Prague, Oct 5 (CTK) – Migrant women who work in households, hotels and massage parlors in the Czech Republic are threatened with exploitation at work, the La Strada organisation, which helps victims of human trafficking, said on Wednesday.
It presented results of its two-year project to increase the awareness of migrant women working at not easily accessible places of their rights, on which it cooperated with German and Austrian partners.
La Strada says one of the major problems of these women, who come mainly from the Philippines, Thailand and Ukraine, is isolation, especially if they live with their employers. It is difficult to inform them about their rights, the NGO adds.
This is why La Strada demands that the Czech Republic adopt the convention concerning decent work for household aides of the International Labour Organisation (ILO), La Strada director Marketa Hronkova told CTK.
The most threatened group are household aides who live with the family. The situation of the women who come to households for work, mostly Ukrainians, and do not lose contact with society is a bit better.
Hronkova points out that a contract must be signed on household aid, the workers should pay taxes and insurance of the wage and the contracted working hours must be kept as well. However, it is often not the case, she added.
Within the project, La Strada si trying to find methods how to contact migrant women. It would like to use “culture mediators” for the Philippine and Thai communities, Hronkova said.
Field workers provide information on aid for the women, while they at the same time try not to threaten their working position, even though these women often work for a very low wage under inconvenient conditions.
They often do not perceive that they are actually being exploited, Hronkova said.
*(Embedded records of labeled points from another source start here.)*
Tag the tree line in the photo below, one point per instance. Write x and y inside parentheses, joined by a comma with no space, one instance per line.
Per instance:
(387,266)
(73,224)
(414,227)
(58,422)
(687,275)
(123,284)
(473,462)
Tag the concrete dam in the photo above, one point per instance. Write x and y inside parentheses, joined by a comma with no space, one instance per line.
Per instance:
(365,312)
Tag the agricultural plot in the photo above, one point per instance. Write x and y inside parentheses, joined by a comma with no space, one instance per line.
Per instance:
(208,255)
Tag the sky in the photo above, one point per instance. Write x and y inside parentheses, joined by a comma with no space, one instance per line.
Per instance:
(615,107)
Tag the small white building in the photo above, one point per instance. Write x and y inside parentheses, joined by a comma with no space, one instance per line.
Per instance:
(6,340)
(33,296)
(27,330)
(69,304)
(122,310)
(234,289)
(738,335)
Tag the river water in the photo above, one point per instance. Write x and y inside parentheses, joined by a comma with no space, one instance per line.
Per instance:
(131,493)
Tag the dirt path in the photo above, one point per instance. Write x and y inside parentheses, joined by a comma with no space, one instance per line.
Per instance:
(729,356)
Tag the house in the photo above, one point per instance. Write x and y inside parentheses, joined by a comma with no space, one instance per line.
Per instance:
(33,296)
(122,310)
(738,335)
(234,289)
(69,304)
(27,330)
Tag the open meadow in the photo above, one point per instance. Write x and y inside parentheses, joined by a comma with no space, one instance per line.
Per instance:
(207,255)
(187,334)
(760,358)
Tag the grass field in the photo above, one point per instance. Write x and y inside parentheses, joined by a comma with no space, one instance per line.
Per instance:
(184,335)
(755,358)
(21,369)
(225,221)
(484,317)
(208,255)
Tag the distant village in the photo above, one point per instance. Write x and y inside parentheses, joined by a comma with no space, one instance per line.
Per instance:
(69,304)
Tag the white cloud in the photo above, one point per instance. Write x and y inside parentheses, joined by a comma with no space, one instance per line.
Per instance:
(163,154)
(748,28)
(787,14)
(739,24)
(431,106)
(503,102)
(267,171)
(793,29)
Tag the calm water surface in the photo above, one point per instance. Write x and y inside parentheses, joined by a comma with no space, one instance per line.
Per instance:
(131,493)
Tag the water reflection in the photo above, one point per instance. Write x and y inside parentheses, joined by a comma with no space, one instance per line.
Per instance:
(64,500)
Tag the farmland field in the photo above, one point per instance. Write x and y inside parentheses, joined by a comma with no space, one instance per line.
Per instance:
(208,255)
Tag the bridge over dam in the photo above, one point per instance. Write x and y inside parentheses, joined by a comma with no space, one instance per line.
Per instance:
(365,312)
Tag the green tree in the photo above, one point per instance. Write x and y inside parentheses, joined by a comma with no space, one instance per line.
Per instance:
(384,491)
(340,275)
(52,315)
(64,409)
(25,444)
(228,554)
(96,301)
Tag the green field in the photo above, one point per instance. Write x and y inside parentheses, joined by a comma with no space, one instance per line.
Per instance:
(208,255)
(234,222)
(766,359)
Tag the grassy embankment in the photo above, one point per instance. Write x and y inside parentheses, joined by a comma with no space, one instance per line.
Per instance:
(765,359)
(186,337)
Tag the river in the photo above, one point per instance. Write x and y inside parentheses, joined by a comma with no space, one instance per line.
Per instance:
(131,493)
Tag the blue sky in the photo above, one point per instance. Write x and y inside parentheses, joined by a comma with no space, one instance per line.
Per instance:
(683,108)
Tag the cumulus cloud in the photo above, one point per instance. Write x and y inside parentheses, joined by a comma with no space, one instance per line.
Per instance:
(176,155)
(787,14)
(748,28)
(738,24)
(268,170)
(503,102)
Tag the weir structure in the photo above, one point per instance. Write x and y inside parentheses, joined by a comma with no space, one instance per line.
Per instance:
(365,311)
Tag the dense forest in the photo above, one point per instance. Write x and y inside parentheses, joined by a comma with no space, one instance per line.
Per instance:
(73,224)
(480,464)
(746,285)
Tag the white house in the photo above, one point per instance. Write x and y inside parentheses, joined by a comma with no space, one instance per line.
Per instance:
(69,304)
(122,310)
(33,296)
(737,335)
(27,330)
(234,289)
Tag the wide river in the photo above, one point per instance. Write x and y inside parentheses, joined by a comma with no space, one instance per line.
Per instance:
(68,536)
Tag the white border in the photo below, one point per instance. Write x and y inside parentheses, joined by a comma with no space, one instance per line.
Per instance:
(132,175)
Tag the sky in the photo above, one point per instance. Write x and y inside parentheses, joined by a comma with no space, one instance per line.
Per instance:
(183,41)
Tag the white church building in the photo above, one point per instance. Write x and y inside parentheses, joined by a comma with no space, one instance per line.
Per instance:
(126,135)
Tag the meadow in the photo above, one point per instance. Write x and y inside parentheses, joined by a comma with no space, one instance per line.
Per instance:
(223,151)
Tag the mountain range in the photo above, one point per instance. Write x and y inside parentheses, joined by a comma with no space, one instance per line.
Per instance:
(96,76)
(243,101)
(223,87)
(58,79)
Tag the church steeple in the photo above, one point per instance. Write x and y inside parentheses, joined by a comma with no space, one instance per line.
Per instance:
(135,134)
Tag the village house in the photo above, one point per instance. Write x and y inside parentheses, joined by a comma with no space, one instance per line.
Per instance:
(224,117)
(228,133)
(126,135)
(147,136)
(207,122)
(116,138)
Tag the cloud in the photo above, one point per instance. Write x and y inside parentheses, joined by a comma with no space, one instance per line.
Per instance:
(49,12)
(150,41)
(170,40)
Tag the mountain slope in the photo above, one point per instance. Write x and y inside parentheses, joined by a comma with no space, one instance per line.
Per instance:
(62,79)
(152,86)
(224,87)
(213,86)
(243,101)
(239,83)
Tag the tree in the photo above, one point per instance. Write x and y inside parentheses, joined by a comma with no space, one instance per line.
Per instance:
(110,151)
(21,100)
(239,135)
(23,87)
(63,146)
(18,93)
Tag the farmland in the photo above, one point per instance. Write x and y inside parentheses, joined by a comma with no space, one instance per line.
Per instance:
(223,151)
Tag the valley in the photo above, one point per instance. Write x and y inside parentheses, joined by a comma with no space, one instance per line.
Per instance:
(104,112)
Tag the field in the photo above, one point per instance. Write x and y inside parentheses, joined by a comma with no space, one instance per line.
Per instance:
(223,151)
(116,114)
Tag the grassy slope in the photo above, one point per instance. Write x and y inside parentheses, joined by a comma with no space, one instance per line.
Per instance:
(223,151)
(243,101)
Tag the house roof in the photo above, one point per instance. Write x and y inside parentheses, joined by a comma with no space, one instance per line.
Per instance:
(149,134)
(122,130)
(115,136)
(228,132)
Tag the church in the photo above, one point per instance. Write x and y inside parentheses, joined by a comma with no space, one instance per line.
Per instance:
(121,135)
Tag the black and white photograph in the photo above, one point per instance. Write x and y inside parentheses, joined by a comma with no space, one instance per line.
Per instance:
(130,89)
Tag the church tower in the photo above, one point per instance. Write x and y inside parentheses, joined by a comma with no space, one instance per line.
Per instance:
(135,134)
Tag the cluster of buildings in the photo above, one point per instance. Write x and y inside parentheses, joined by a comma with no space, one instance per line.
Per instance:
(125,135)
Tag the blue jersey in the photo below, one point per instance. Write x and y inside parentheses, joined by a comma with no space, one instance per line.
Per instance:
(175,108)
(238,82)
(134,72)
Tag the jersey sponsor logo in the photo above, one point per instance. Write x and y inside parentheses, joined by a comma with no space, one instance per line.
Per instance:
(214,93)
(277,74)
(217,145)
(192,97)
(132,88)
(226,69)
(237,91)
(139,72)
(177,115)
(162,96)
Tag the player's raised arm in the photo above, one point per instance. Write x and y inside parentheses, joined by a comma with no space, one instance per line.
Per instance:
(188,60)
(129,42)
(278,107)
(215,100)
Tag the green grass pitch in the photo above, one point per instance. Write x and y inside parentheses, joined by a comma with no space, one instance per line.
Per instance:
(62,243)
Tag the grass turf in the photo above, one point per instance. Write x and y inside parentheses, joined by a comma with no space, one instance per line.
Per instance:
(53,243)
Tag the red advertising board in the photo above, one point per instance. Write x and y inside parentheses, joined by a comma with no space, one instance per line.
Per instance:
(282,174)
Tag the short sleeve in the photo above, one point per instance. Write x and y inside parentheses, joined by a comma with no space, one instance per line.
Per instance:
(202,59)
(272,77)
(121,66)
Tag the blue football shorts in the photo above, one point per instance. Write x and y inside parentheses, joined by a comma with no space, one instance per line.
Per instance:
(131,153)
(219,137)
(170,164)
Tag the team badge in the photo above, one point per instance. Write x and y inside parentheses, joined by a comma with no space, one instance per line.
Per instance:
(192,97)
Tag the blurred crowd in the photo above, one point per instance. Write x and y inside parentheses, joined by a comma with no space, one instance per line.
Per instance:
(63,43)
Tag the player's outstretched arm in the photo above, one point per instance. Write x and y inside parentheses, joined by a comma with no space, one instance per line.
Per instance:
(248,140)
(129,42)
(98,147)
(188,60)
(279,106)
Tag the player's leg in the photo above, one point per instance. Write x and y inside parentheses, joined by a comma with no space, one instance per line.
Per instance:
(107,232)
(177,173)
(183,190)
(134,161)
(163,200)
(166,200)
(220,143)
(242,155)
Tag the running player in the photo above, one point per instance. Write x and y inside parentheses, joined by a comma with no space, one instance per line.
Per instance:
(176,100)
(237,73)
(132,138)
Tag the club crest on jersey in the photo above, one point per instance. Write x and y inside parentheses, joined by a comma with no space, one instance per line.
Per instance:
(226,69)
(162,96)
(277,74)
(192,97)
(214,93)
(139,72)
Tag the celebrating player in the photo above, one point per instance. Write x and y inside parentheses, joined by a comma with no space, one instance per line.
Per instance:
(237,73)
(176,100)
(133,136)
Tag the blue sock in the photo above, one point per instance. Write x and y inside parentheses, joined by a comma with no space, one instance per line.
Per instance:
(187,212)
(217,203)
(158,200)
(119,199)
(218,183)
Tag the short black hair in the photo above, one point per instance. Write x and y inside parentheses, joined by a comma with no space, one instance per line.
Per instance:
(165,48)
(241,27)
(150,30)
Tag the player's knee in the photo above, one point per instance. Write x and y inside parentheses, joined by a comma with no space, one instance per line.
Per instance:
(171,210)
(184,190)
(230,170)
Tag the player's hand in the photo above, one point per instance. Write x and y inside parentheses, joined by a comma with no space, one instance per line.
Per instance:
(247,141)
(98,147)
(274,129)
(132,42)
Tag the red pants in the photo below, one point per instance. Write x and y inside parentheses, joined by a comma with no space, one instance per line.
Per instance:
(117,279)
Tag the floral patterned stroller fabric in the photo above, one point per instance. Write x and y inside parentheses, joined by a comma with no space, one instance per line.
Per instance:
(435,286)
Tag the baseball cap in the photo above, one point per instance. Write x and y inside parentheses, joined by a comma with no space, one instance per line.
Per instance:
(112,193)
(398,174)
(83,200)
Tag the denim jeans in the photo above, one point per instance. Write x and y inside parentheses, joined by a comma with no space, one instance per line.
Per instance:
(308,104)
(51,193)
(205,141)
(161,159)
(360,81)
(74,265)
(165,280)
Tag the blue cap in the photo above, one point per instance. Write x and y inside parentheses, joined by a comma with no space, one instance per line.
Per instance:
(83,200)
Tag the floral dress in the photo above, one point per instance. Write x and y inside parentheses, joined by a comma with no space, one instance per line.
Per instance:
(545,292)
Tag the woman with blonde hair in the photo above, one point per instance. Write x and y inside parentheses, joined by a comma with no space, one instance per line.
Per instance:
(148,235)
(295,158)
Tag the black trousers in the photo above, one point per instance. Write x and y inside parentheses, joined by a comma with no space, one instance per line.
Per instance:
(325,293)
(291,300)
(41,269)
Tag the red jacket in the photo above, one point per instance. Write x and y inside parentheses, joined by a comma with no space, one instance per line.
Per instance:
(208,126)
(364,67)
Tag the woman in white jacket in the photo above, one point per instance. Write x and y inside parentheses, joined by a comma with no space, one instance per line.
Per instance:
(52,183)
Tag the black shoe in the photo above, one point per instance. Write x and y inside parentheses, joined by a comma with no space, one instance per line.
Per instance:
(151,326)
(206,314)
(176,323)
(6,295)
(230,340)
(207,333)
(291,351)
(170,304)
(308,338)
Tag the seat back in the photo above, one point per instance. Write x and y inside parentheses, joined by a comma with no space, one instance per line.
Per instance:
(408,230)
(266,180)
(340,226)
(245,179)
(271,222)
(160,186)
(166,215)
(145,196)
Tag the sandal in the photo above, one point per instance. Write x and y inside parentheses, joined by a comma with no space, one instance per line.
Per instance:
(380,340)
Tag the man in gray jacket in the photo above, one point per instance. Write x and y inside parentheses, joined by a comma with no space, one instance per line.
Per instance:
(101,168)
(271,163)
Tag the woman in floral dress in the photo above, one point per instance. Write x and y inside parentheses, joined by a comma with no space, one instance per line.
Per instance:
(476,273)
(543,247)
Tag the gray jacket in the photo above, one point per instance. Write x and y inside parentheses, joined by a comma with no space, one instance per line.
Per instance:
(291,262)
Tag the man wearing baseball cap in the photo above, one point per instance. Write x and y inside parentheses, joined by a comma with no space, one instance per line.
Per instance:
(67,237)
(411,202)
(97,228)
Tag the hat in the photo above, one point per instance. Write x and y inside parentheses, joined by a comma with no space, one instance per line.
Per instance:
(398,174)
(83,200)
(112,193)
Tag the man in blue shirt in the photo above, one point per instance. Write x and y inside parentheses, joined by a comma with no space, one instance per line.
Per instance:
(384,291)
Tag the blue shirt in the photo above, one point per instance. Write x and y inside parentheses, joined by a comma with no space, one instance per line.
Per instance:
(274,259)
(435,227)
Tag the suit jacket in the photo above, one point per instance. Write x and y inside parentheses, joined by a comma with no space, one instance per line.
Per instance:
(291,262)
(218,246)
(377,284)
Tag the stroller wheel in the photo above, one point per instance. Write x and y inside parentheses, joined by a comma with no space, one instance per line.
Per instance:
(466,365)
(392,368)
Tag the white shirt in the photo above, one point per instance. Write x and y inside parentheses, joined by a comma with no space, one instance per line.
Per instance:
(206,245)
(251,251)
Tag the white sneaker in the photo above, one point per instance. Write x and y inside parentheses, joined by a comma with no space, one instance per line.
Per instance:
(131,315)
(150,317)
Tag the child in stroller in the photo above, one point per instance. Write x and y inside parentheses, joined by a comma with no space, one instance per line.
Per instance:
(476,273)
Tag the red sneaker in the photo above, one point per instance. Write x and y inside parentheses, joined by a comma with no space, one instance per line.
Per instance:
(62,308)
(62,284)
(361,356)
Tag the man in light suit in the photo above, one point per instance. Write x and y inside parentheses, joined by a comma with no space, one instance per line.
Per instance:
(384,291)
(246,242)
There are no official statistical data about the number of people working in households in the Czech Republic. La Strada estimates it at thousands.
The latest report on suppressing illegal employment worked out for the government and the statistics on foreigners employment show that the number of foreign employees in the Czech Republic has more than tripled in the past 15 years.
In 2001, some 104,000 were employed there, while last year it was over 323,000.
After Slovaks, Ukrainians are the second biggest group of foreigners on the Czech labour market.